Social Security ignorance and inertia
A poll produced by The Washington Post, the Henry J. Kaiser Family Foundation, and Harvard University, shows a worrying level of ignorance among Americans on the issue of Social Security and its solvency. Decades of relative media inattention to Social Security and its key role in society, coupled with a steadily rising drumbeat of conservative commentary, has undoubtedly contributed to the confusion. The poll notes that a majority of Americans "supports the president's proposal to allow Americans to invest part of their Social Security contributions in stocks or bonds, although opinions on this and other aspects of the president's plan frequently are weakly held and easily moved." [My italics.] The article focuses on one 58-year-old man who thinks that private accounts (sorry - personal accounts) are appealing until he learns of the huge price tag involved (a price tag which, btw, will not actually solve the Social Security shortfall). On balance, this lack of conviction is probably good news for those who, like me, wish to preserve Social Security in its present form. The thing is, most Americans (and me too, I must admit) live in perpetual ignorance about the political issues that influence their lives in what is, let's face it, a horribly complex political system from top to bottom. This is allied to the news media's fundamental inability (or unwillingness) to explain that system and how it works. This results in a political system dominated by lobbyists, big money, and "inside baseball" - and the public just tunes out unless the topic is something they think they can grasp easily, like the "values" issues of abortion, gun control, gay marriage, and all that. I know I sound like a modern-day Walter Lippmann elitist when I say this, but I believe this really is the way it is. Besides, I don't blame the people; I blame the media! (Can't go too far wrong there.)

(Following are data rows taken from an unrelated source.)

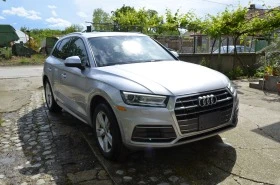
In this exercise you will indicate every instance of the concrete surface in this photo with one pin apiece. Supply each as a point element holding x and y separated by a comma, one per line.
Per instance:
<point>248,154</point>
<point>16,84</point>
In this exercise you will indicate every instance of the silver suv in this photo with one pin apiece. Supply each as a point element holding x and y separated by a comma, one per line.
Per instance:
<point>135,93</point>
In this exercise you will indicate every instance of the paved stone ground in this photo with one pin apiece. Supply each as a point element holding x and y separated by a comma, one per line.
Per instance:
<point>37,149</point>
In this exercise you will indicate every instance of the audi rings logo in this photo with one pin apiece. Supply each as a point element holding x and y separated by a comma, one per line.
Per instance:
<point>204,101</point>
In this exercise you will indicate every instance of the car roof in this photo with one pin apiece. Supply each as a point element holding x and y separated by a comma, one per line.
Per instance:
<point>105,34</point>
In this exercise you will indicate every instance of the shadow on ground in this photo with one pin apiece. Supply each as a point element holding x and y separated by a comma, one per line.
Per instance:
<point>271,131</point>
<point>205,162</point>
<point>53,147</point>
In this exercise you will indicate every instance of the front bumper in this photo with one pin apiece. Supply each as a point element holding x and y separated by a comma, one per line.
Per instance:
<point>143,127</point>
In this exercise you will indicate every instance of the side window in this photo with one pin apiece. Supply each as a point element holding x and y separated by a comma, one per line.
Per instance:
<point>78,49</point>
<point>61,51</point>
<point>55,51</point>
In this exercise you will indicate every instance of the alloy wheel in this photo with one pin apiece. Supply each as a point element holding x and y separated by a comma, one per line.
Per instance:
<point>103,132</point>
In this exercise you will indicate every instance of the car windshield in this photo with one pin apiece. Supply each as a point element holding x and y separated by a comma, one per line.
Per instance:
<point>116,50</point>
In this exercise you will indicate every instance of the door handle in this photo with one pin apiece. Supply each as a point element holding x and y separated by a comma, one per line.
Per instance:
<point>63,75</point>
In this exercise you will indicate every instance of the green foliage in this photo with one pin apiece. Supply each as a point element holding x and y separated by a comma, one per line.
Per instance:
<point>100,18</point>
<point>235,73</point>
<point>73,28</point>
<point>205,62</point>
<point>6,52</point>
<point>36,59</point>
<point>1,120</point>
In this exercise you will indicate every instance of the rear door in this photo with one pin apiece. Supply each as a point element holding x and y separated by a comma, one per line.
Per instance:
<point>74,80</point>
<point>59,55</point>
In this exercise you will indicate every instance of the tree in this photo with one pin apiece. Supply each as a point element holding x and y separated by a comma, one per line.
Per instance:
<point>101,20</point>
<point>73,28</point>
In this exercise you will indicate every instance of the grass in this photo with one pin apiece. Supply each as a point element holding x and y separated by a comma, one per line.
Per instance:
<point>1,121</point>
<point>37,59</point>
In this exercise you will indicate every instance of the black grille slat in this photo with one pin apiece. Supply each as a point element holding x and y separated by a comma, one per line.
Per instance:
<point>187,109</point>
<point>153,133</point>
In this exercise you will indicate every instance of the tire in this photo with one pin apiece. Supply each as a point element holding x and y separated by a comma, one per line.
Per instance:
<point>50,101</point>
<point>109,139</point>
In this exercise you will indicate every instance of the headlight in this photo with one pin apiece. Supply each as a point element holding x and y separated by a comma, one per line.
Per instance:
<point>231,88</point>
<point>144,99</point>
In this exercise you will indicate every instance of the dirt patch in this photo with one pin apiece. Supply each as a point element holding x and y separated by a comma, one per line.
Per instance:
<point>16,92</point>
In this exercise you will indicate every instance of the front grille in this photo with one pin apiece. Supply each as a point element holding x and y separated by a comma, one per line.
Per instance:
<point>153,134</point>
<point>188,111</point>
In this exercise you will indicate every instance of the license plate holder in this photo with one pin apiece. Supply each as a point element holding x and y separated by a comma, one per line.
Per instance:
<point>209,120</point>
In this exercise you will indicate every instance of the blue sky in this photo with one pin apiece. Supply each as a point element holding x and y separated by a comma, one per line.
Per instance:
<point>58,14</point>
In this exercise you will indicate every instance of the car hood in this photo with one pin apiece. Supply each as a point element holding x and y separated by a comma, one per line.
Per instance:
<point>166,77</point>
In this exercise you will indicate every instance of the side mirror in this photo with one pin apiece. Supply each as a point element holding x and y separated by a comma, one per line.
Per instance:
<point>74,61</point>
<point>175,54</point>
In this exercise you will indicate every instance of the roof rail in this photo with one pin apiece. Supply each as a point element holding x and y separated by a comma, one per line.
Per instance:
<point>78,33</point>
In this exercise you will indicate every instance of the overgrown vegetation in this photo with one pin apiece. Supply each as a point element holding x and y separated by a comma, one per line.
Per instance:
<point>270,60</point>
<point>36,59</point>
<point>1,120</point>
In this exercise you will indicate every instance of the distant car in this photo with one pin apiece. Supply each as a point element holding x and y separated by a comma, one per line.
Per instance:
<point>240,49</point>
<point>135,93</point>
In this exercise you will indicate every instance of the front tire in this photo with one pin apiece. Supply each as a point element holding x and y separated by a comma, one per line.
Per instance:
<point>50,101</point>
<point>107,133</point>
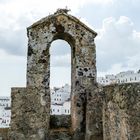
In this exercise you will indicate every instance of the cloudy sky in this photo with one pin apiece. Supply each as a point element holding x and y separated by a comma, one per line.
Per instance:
<point>117,44</point>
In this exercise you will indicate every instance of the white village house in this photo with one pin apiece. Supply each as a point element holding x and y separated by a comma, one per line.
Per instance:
<point>60,100</point>
<point>122,77</point>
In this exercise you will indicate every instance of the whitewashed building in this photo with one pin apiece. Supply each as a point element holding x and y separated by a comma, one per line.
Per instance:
<point>60,100</point>
<point>122,77</point>
<point>5,112</point>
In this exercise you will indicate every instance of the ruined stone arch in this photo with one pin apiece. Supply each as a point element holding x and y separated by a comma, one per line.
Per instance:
<point>41,34</point>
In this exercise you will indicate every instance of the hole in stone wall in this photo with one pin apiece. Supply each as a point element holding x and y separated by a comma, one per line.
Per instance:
<point>60,77</point>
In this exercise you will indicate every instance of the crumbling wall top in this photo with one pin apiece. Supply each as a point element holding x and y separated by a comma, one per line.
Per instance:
<point>63,12</point>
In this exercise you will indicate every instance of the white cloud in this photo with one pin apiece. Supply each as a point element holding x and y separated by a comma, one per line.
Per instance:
<point>118,45</point>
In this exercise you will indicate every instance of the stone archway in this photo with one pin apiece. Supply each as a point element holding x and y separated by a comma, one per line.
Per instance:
<point>35,110</point>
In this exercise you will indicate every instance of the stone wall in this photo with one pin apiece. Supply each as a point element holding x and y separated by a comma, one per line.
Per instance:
<point>31,105</point>
<point>121,112</point>
<point>4,133</point>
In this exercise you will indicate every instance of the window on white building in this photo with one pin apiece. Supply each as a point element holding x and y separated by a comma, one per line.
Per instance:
<point>60,69</point>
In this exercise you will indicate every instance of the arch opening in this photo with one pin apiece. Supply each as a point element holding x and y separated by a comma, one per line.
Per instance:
<point>60,77</point>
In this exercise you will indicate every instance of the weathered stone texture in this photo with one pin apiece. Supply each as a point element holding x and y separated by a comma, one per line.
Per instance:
<point>33,119</point>
<point>4,133</point>
<point>121,112</point>
<point>29,115</point>
<point>97,113</point>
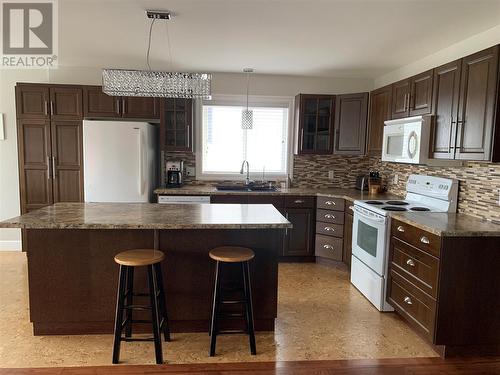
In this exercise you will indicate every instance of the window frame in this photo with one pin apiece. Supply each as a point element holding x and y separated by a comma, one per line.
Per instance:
<point>239,100</point>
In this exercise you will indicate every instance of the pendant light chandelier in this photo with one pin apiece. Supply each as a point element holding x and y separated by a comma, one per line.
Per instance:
<point>247,114</point>
<point>123,82</point>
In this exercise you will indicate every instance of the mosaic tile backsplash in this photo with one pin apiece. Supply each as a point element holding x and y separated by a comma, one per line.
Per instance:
<point>479,182</point>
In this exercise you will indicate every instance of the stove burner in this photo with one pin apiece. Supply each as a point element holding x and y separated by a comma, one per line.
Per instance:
<point>397,203</point>
<point>394,208</point>
<point>419,209</point>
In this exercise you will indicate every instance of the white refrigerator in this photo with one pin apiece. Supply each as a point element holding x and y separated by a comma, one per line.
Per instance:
<point>119,161</point>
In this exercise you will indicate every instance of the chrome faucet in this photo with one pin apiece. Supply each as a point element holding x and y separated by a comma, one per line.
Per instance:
<point>247,179</point>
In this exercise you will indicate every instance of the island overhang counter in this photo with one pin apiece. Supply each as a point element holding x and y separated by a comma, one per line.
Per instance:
<point>73,278</point>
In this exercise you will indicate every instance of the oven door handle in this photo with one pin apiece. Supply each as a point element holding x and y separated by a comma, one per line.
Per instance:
<point>373,219</point>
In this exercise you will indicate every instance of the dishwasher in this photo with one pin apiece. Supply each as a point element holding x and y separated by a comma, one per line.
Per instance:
<point>184,199</point>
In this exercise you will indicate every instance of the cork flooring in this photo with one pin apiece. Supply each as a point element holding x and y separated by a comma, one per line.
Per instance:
<point>321,316</point>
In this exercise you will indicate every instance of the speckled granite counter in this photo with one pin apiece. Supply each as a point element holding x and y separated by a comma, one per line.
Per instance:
<point>450,224</point>
<point>150,216</point>
<point>348,194</point>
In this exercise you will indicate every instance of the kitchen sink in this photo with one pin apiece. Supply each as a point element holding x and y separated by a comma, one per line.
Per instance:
<point>251,187</point>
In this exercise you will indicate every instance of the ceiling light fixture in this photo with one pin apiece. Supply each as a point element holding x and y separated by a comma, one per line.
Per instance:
<point>123,82</point>
<point>247,114</point>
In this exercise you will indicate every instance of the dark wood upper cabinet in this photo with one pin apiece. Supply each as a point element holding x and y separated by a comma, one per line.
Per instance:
<point>421,94</point>
<point>140,107</point>
<point>176,127</point>
<point>34,149</point>
<point>67,161</point>
<point>477,103</point>
<point>400,99</point>
<point>299,239</point>
<point>380,111</point>
<point>32,101</point>
<point>314,115</point>
<point>350,123</point>
<point>98,104</point>
<point>446,95</point>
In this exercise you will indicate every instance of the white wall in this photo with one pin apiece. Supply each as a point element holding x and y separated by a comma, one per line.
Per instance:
<point>223,83</point>
<point>456,51</point>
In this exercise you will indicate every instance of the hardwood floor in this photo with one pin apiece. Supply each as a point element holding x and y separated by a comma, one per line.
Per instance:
<point>413,366</point>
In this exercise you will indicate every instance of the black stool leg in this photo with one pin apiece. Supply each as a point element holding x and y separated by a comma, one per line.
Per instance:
<point>120,299</point>
<point>248,306</point>
<point>129,300</point>
<point>154,314</point>
<point>165,327</point>
<point>215,309</point>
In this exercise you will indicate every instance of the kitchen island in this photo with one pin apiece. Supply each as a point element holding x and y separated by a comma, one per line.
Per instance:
<point>73,277</point>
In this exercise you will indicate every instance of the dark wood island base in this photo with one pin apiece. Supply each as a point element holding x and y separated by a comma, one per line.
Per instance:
<point>73,278</point>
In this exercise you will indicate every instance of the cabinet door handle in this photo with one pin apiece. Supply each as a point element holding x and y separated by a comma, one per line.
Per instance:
<point>48,168</point>
<point>54,171</point>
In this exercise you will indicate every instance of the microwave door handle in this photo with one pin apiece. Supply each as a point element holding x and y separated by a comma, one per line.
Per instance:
<point>374,219</point>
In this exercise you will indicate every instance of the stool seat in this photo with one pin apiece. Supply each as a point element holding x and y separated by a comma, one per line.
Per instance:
<point>231,254</point>
<point>139,257</point>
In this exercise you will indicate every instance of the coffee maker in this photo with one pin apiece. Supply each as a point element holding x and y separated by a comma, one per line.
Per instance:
<point>175,169</point>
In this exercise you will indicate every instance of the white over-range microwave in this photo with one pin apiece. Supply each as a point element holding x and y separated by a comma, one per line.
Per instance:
<point>407,140</point>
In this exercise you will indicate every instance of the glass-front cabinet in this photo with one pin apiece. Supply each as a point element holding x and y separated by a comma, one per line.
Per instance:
<point>314,115</point>
<point>176,125</point>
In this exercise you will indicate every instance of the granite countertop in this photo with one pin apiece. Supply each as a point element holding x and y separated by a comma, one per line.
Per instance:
<point>449,224</point>
<point>348,194</point>
<point>150,216</point>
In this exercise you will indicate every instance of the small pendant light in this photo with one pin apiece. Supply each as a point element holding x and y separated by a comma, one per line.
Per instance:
<point>247,114</point>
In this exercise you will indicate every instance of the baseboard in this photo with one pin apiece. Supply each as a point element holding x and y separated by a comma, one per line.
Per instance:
<point>10,245</point>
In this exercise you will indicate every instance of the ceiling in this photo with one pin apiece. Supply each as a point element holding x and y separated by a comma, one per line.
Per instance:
<point>356,38</point>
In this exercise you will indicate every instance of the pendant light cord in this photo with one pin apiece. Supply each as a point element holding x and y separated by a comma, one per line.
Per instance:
<point>149,42</point>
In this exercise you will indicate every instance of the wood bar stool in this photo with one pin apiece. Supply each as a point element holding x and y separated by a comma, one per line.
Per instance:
<point>128,260</point>
<point>232,254</point>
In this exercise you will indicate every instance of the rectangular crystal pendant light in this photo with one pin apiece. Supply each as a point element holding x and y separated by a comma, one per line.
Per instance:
<point>121,82</point>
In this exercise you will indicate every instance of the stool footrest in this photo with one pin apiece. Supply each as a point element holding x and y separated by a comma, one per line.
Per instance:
<point>231,332</point>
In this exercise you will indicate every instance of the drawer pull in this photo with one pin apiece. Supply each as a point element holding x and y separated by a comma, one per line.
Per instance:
<point>410,262</point>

So the good news is that if Republicans fail to frame Social Security in the media as a simple, one-dimensional "crisis-that-must-be solved-now" issue, Congressional inertia will take over. Multiple plans will emerge, none of which make any sense to the public (or, for that matter, to most legislators), and before long the whole issue will collapse in on itself and the status quo will be left untouched. In case this game plan sounds familiar to you, this is essentially how Clinton's health care plan fell apart in the early 1990s. That time inertia destroyed a potentially good plan; this time the same forces will hopefully destroy a very bad plan. And then we'll just have to wait a few years for a sensible president to appoint blue ribbon commission - of the Daniel Patrick Moynihan variety - to move in and fix the solvency problem in a sensible way. Fingers crossed.